The International Criminal Court (ICC) issued an arrest warrant for President Omar Hassan al-Bashir in March last year for war crimes in Darfur. He responded by expelling the major aid agencies from Darfur, leaving a hole in the world's largest humanitarian operation. Oxfam America was one of the small agencies left in Sudan which had to step up its work to fill the gap, but country director El Fateh Osman Adam said there was still much to do. "We worked hard to address the immediate life-saving issues, provide water, sanitation," he told Reuters in an interview. "If it was not provided we may have seen humanitarian catastrophe," he said. "But there are gaps in a number of areas, livelihood... protection... and nobody is talking about education."
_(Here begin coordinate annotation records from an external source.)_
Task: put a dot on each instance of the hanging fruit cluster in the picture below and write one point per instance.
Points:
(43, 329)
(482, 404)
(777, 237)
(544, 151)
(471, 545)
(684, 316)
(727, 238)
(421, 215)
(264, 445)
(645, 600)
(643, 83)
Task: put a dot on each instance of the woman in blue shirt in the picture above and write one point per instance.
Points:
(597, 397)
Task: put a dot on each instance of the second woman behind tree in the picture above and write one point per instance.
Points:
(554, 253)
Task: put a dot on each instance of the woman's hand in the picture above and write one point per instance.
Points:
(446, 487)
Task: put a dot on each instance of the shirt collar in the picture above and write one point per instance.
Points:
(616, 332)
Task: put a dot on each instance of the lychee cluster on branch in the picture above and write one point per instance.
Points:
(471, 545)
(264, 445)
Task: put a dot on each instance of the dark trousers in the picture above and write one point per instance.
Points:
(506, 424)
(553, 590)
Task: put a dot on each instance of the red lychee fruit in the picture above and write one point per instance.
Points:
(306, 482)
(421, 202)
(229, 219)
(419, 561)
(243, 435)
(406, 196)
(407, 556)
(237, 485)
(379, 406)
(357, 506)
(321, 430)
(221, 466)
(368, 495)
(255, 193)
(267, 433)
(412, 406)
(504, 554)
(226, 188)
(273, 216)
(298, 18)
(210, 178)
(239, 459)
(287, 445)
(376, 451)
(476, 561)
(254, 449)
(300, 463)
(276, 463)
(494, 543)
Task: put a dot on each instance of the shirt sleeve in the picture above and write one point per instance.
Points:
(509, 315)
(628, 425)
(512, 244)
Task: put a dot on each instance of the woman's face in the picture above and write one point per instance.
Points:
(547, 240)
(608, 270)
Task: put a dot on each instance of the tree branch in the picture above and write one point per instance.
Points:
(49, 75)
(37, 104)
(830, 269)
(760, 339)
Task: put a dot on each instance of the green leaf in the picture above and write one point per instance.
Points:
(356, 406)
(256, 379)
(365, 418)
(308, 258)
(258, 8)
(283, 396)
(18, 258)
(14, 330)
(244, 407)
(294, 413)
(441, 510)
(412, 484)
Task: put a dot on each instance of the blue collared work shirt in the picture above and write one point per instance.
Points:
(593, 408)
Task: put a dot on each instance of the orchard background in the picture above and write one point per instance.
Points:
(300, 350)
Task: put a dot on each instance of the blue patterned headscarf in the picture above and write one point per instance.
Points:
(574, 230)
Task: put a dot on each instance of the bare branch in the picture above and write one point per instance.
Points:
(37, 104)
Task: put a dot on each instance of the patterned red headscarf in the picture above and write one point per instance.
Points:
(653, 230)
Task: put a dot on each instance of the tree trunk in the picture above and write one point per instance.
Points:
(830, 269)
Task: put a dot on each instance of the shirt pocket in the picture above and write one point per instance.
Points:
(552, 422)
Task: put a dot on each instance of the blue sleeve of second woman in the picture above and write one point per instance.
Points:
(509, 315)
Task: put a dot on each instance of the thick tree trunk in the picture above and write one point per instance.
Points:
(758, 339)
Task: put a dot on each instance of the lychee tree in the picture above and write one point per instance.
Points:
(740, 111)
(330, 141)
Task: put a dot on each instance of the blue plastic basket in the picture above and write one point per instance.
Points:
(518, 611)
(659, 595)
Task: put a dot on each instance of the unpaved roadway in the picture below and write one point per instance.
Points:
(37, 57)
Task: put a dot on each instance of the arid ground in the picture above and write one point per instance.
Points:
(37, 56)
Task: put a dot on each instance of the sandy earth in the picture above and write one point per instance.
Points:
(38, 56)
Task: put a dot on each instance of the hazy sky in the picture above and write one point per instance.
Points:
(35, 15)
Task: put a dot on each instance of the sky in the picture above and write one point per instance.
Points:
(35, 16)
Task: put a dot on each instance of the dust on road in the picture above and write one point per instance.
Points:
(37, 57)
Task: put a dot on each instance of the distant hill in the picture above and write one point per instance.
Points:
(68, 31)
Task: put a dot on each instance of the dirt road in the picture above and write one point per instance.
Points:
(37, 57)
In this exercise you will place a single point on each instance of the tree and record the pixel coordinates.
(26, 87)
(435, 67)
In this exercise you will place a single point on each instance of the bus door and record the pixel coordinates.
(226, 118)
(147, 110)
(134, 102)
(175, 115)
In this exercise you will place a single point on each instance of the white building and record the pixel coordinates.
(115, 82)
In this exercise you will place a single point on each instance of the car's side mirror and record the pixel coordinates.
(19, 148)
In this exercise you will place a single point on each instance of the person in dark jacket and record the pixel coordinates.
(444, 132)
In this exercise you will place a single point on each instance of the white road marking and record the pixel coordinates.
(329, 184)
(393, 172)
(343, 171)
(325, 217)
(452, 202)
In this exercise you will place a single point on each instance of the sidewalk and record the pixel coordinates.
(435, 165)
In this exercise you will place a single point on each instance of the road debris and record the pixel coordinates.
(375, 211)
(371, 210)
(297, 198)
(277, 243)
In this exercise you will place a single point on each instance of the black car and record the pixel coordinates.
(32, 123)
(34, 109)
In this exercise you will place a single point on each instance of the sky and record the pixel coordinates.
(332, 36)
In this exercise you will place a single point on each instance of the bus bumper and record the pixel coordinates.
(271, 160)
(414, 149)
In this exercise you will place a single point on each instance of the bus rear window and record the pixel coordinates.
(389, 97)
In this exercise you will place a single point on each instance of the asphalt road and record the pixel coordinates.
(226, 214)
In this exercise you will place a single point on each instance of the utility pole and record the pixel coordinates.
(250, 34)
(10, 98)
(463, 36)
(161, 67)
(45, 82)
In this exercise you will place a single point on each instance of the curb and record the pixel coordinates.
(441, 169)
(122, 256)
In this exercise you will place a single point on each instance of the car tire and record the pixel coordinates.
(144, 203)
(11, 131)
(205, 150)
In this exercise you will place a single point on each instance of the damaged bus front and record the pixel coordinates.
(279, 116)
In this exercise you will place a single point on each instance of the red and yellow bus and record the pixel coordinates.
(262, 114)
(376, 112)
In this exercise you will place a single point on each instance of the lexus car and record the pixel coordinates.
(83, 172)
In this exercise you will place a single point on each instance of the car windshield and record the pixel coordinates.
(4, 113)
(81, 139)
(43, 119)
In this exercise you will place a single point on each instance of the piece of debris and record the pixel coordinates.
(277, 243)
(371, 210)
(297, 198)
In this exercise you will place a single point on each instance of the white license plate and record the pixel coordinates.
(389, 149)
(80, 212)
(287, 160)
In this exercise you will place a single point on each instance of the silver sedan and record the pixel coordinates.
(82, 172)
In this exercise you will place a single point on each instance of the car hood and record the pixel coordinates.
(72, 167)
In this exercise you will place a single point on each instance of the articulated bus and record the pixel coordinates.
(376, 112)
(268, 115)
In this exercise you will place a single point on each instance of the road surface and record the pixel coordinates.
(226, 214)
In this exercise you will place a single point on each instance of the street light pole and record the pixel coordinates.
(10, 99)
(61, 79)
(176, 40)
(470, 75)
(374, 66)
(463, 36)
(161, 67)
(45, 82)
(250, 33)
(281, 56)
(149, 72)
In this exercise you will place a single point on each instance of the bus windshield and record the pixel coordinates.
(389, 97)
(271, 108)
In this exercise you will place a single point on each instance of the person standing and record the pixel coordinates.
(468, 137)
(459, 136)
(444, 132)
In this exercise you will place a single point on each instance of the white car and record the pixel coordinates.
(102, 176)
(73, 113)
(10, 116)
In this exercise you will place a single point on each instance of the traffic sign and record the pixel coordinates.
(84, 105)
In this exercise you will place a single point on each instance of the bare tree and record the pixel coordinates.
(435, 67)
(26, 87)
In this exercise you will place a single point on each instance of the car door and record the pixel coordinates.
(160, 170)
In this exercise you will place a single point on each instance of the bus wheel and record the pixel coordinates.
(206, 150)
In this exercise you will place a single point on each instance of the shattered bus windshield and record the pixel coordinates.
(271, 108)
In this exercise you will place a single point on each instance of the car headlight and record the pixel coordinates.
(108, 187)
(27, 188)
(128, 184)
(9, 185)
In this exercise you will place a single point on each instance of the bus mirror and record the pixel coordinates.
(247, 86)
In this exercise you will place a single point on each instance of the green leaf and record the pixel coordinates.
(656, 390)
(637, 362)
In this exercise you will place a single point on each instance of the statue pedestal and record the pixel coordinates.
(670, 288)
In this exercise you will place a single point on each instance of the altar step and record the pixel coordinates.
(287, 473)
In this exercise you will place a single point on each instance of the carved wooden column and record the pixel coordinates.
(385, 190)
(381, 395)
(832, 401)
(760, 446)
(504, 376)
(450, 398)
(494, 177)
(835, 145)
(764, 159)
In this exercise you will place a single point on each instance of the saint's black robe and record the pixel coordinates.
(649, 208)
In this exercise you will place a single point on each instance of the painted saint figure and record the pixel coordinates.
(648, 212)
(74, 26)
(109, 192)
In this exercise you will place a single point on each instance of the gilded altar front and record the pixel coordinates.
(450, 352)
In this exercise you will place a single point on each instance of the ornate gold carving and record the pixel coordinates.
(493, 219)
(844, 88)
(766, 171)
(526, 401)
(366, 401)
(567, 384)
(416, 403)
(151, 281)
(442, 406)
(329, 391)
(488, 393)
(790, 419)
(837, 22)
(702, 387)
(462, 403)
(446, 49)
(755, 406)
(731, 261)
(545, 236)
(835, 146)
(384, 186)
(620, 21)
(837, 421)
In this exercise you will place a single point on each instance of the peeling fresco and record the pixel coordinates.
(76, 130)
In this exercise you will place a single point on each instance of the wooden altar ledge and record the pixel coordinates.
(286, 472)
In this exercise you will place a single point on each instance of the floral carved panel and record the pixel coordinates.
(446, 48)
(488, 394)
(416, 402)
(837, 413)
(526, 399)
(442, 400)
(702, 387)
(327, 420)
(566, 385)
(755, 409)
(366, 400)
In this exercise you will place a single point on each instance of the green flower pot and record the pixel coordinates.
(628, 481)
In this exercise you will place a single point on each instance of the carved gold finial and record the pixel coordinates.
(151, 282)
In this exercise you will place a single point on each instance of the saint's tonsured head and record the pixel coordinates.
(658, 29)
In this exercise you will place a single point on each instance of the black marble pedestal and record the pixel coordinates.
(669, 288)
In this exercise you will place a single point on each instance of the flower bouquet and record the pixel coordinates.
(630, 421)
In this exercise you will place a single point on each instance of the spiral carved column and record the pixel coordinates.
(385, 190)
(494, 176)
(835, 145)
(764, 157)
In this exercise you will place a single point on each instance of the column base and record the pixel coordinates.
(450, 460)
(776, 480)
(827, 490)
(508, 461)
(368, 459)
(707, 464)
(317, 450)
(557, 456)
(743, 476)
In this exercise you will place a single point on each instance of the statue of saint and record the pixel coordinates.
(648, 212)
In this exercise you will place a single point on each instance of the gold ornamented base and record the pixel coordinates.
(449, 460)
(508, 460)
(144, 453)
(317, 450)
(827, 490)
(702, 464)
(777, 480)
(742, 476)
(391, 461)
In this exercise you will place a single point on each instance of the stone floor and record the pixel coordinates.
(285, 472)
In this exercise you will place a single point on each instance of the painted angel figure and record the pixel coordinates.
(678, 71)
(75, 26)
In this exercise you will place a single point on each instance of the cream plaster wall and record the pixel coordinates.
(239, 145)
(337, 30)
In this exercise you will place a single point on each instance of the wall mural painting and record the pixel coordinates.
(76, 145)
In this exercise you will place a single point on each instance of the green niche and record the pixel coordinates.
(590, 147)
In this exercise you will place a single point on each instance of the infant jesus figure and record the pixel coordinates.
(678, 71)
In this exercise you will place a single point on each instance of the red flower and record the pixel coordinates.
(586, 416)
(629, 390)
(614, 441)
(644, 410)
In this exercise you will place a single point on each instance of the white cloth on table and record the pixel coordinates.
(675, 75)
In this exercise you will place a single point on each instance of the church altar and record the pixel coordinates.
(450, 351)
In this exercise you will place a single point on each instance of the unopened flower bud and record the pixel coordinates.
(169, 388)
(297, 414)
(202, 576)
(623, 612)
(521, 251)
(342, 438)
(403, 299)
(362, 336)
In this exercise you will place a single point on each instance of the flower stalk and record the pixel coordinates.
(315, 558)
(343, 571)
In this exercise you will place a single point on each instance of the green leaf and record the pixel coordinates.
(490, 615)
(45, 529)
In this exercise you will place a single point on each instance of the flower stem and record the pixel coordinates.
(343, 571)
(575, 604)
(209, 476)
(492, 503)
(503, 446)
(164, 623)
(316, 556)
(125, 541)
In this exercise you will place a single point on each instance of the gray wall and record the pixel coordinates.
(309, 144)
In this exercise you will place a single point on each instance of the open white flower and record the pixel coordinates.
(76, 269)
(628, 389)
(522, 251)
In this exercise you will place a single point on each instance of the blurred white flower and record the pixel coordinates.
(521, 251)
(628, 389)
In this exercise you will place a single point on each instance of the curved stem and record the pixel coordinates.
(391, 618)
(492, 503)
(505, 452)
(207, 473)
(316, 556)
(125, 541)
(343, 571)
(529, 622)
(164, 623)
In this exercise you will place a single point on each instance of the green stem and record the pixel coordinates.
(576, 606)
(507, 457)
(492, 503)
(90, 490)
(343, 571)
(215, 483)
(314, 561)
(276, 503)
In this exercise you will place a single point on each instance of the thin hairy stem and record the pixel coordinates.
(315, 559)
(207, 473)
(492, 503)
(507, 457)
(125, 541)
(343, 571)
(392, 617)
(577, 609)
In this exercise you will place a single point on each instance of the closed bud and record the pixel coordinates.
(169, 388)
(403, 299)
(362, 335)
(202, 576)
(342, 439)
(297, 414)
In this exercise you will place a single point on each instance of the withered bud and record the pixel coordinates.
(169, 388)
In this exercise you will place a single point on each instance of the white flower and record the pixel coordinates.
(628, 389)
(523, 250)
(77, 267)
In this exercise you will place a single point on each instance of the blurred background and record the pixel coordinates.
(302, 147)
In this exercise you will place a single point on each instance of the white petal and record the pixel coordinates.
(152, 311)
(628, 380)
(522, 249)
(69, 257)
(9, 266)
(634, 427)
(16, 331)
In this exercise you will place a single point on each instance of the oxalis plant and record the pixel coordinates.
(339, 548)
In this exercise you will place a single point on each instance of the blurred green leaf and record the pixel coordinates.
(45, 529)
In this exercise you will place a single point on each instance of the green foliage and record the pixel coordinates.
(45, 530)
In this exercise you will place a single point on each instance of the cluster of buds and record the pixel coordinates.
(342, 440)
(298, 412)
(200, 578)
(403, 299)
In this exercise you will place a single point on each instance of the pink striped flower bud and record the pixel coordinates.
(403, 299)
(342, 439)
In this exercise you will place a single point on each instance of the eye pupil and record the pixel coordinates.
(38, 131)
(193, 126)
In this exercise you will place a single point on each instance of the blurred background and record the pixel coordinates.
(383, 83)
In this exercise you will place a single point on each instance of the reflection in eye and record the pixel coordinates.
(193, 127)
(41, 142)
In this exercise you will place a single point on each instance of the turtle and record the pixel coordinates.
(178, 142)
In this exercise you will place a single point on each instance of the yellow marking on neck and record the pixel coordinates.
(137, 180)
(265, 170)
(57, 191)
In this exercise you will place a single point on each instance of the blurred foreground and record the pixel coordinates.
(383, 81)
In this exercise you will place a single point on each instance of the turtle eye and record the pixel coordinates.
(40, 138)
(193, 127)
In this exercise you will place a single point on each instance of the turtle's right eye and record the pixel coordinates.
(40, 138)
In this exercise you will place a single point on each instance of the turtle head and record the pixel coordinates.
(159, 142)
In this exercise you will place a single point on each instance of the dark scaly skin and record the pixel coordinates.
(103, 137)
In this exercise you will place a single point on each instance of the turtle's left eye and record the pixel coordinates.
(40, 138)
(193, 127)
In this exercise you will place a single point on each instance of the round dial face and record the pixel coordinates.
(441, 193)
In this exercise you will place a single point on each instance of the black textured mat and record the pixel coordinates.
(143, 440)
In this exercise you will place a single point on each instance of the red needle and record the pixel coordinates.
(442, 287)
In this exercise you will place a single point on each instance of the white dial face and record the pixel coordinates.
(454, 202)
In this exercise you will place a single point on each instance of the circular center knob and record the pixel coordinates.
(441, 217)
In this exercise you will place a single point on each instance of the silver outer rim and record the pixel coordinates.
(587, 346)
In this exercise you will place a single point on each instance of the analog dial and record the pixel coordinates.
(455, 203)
Sister agency Oxfam GB was one of the largest and oldest agencies working in Sudan before being expelled last year.
Adam said his organisation's priority was to support Sudanese aid agencies to one day take the lead in the humanitarian operation in their own country.
"It's not something that will happen in one day -- we have to have the patience until we build the capacity of our local partners," he said.
"The expulsion showed that you can suddenly lose everything ... but if you are supporting other (local) actors then what you have done can continue."
Adam said international aid agencies, the United Nations and the Sudanese government should all work to help local organisations to lead the aid effort themselves.